I also know that sometimes parents can get so focused that we get stuck, or so worried about getting things perfect that we get frozen, or just so generally confused that we feel lost. Everything we do as parents, especially parents of young children, feels very high stakes. So, sometimes, we need someone to talk to about it. To cheer us on.

I believe in this method and I believe in you. I come to this work hoping to help and cheer on what you are doing right, with some tips and advice from Jamie’s very solid methods behind us. That’s why I choose to do this, and that’s why I chose the Oh Crap! Method. I hope you also find a step into parenting these little individuals that works best for you.

Potty Training FAQ, Uncategorized

FAQ Friday: Why?

When I first told my family and friends that I felt a pull to be a potty training consultant, many of their responses could be summed up in to-be-nameless-friend who looked at me with some confusion and said, “Wow, I didn’t even know that was a thing.”

Others felt like reminding me of the same message as this comic from Foul Language:

Why would anyone want to think about (step in, Clorox wipe, etc) pee and poop all the time?

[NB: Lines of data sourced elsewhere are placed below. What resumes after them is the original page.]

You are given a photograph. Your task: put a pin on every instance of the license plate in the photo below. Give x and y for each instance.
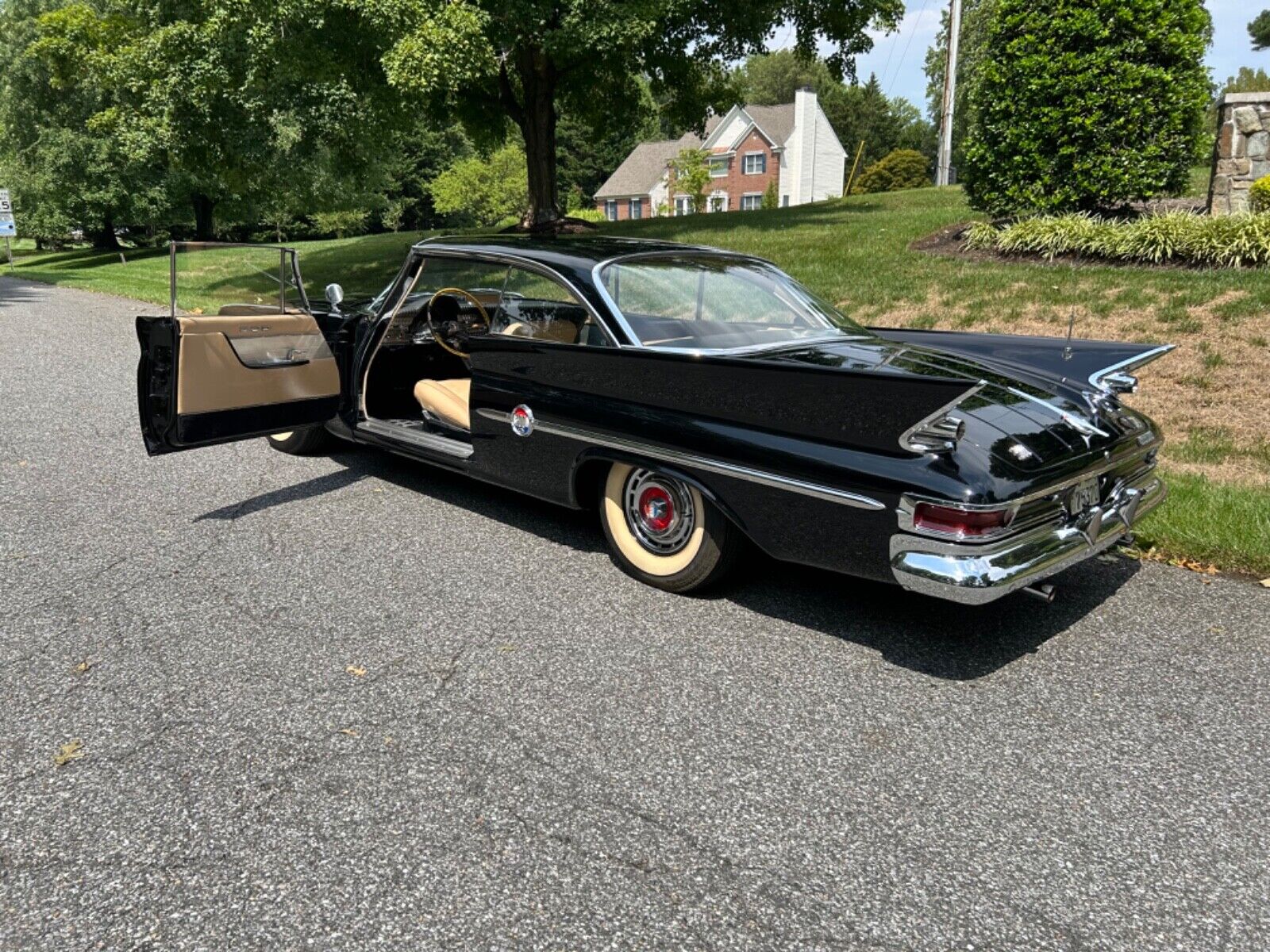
(1085, 495)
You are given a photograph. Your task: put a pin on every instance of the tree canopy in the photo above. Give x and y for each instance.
(1086, 106)
(525, 60)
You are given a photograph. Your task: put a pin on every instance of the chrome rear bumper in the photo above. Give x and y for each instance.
(976, 574)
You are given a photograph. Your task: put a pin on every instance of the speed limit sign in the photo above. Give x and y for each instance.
(6, 225)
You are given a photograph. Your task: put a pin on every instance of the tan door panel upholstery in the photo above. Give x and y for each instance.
(446, 400)
(211, 376)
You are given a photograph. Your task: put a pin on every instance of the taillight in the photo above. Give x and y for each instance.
(962, 522)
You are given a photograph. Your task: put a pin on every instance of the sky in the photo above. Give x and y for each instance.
(899, 57)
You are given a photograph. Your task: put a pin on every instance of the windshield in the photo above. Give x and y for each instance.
(718, 304)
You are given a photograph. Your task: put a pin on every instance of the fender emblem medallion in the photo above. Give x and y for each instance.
(522, 420)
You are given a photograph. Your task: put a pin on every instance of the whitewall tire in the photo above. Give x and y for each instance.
(662, 531)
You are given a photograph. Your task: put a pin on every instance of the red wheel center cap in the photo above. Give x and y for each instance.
(657, 508)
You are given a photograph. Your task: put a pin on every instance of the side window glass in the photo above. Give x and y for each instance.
(541, 309)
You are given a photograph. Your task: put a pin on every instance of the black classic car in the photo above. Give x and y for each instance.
(698, 400)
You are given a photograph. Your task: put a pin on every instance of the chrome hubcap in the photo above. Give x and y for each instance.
(658, 512)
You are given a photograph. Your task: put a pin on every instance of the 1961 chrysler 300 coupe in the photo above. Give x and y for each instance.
(698, 400)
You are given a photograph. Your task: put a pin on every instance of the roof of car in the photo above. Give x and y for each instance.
(571, 251)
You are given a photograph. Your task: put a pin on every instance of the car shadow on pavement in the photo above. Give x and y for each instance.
(922, 634)
(925, 635)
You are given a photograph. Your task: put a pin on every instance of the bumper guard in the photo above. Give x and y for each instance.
(977, 574)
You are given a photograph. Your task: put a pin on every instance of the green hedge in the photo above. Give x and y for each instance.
(1180, 238)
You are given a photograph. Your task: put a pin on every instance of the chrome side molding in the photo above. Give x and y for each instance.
(696, 463)
(940, 432)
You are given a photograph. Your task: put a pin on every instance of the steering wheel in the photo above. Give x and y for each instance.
(450, 324)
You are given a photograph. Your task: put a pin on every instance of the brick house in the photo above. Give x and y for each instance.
(749, 148)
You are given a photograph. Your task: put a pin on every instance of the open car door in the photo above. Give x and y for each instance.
(245, 371)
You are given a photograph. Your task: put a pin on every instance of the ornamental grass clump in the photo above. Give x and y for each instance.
(1178, 238)
(1259, 194)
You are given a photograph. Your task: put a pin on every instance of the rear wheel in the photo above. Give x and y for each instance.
(664, 532)
(302, 442)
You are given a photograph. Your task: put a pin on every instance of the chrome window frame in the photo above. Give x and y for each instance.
(387, 311)
(620, 319)
(285, 253)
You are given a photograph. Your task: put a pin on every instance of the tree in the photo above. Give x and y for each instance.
(588, 152)
(863, 113)
(492, 60)
(1086, 106)
(484, 190)
(1260, 31)
(972, 50)
(690, 175)
(69, 168)
(251, 106)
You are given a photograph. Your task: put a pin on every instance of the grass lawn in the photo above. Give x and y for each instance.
(1212, 397)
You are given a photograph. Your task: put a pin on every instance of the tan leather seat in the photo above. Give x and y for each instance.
(446, 400)
(560, 332)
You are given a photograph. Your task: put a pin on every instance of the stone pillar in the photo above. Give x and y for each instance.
(1242, 152)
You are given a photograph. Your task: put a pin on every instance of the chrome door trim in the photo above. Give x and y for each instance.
(427, 441)
(698, 463)
(931, 418)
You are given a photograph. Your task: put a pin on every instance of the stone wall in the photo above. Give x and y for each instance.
(1242, 152)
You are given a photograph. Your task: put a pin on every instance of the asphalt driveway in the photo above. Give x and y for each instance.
(352, 702)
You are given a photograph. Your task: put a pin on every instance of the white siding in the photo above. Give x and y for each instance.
(806, 111)
(829, 162)
(660, 194)
(787, 184)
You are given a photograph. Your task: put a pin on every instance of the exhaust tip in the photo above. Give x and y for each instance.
(1045, 593)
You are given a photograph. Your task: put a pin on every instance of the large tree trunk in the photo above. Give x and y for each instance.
(537, 120)
(203, 221)
(106, 239)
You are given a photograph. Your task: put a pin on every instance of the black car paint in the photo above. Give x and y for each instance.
(827, 413)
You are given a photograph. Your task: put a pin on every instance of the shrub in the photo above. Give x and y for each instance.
(1230, 241)
(484, 190)
(903, 168)
(1259, 196)
(1086, 105)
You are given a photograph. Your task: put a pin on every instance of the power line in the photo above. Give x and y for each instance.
(899, 67)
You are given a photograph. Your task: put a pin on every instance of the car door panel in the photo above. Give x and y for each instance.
(206, 380)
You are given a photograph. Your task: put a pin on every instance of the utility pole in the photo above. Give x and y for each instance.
(945, 160)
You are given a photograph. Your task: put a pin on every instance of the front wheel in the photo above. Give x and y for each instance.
(302, 442)
(664, 532)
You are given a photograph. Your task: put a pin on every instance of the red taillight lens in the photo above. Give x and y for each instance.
(960, 522)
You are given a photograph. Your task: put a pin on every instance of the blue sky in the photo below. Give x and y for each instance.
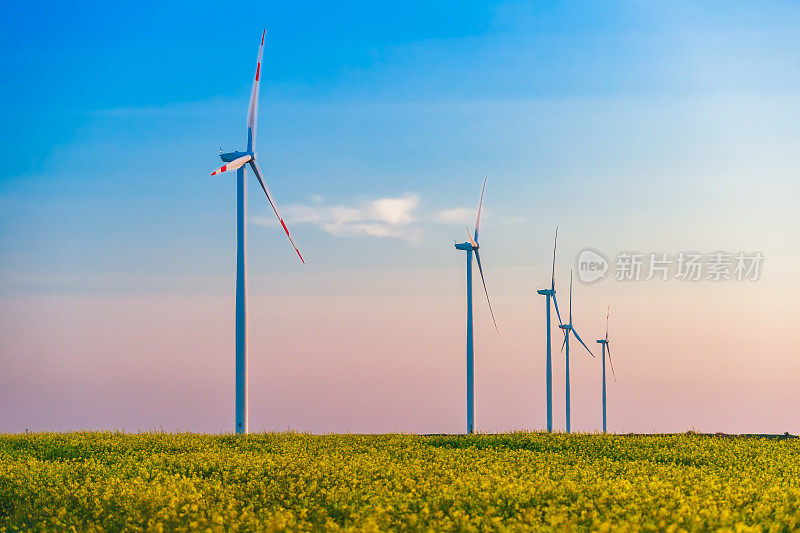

Here’s why: independence. Way back, when I was a baby special ed teacher writing my “why” for that stage of my life, I wrote about the importance of self-advocacy and how my goal, as a teacher working with young students, was to help students move toward independence one small self-initiated task at a time.

We all want our children to be strong and self-reliant. To make good choices and be independent adults. Does it seem like a stretch to say those first steps start with potty training?

I believe in small children. They are deep, they are resilient, they are present, and they understand. I love talking to them, setting up activities and experiences for them, and listening intently to their communications. Learning to use the potty is the first step toward that great big dance of independence and I love to share in that success.

My first child began his potty training journey at 19 months and no one was more surprised than I was to be starting at that age. But I could see that he could do it, that he wanted to do it. So I read Jamie Glowacki’s book Oh Crap Potty Training and was inspired by her method and her understanding of small children. (I was also inspired by the thought of cutting out my cloth diaper laundry every third day.) Jamie says this: “We both know how smart your child is. Doesn’t he deserve the dignity of not crapping in a diaper and still worse, sitting in it? … I hear parents talk about giving their child self-esteem. Self-esteem comes from mastering a task, from gaining dignity and self-respect. Potty training is a way you can give this to your child.” (Oh Crap Potty Training, page 7)

She’s right. If our kids can, we must respect and honor them. There isn’t an “if.” They can. And you can.

Why potty training consultant? To get to celebrate the beginning of this wonderful journey towards independence, with you. Welcome to my blog!